Case: A team of marketing managers for a major differentiated consumer products company has been instructed by top managers to develop new strategies to increase the profitability of the company’s products. One idea is to lower the cost of ingredients, which will reduce product quality ;another is to reduce the content of the products while maintaining the size of the packaging ; a third is to slightly change an existing product and then offer it as “new” premium brand that can be sold at a higher price.

Questions: Do you think it is ethical to pursue these strategies and present them to management? In what ways could these strategies backfire and cause the company harm?

Required criteria: originality of approach; quality of analysis; coverage of all issues in the ethical dilemma; quality of written presentation; and evidence of serious work.

Explanation / Answer

Are these strategies ethical?

Well, I think these strategies are completely ethical. The companies are not harming any individual, it is just a matter of value proposition provided to their customers. Companies can definitely increase or decrease the value provided, based on the methodologies they follow or according to their mission and vision. Actually, most of the companies follow these kind of strategies in order to reduce cost or increase profitability. When it comes to presenting these strategies to the management, it depends on a lot of factors:

1) Company's work culture

2) Company's current market share in that product category

3) Competitive advantage over their competitors

4) Number of competitors in the market

5) Buying power of the customers

6) Threat of new entrants

7) Threat of substitution

8) Supplier power

Now, Lets talk about in what ways these strategies could backfire and cause the company harm.

Lower the cost of ingredients, which will reduce product quality

Quality is ultimately the best weapon in the fight for a strong brand image as well as customer loyalty, especially considering it takes only one quality issue to potentially lose a customer for life. Regardless of the various viewpoints from the public, product quality is a competitive marker for brands that affects purchasing decisions and profitability.

Brands and marketers can’t afford to overlook product quality for the following five reasons:

1) Customers will not trust the Brand

2) Bad word of mouth and reviews which will lead to negative publicity

3) More Customer complaints and returns

4) People care about aesthetics

5) Low quality product may not have the same ROI as a high quality product

Reduce the content of the products while maintaining the size of the packaging

In this case the customer might feel cheated or consider the product as less valuable than it used to be. This will influence the customer to choose a different brand. The company might lose on their long term clients which can eventually reduce the market share of the company.

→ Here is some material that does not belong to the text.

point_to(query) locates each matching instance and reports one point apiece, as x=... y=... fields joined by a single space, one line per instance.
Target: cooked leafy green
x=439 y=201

Customers response from a finding- “The key word is ‘deceive.’ I find it underhanded. I would rather they were upfront about it and raised the price. Don’t they know we’re watching?”

Slightly change an existing product and then offer it as “new” premium brand that can be sold at a higher price

The issue is one of credibility. Most consumers will question whether a formerly inexpensive brand will have the knowledge, capability, and will to operate an upscale brand and deliver the expected functional and emotional benefits. Even brands that enjoy solid reputations are suspect.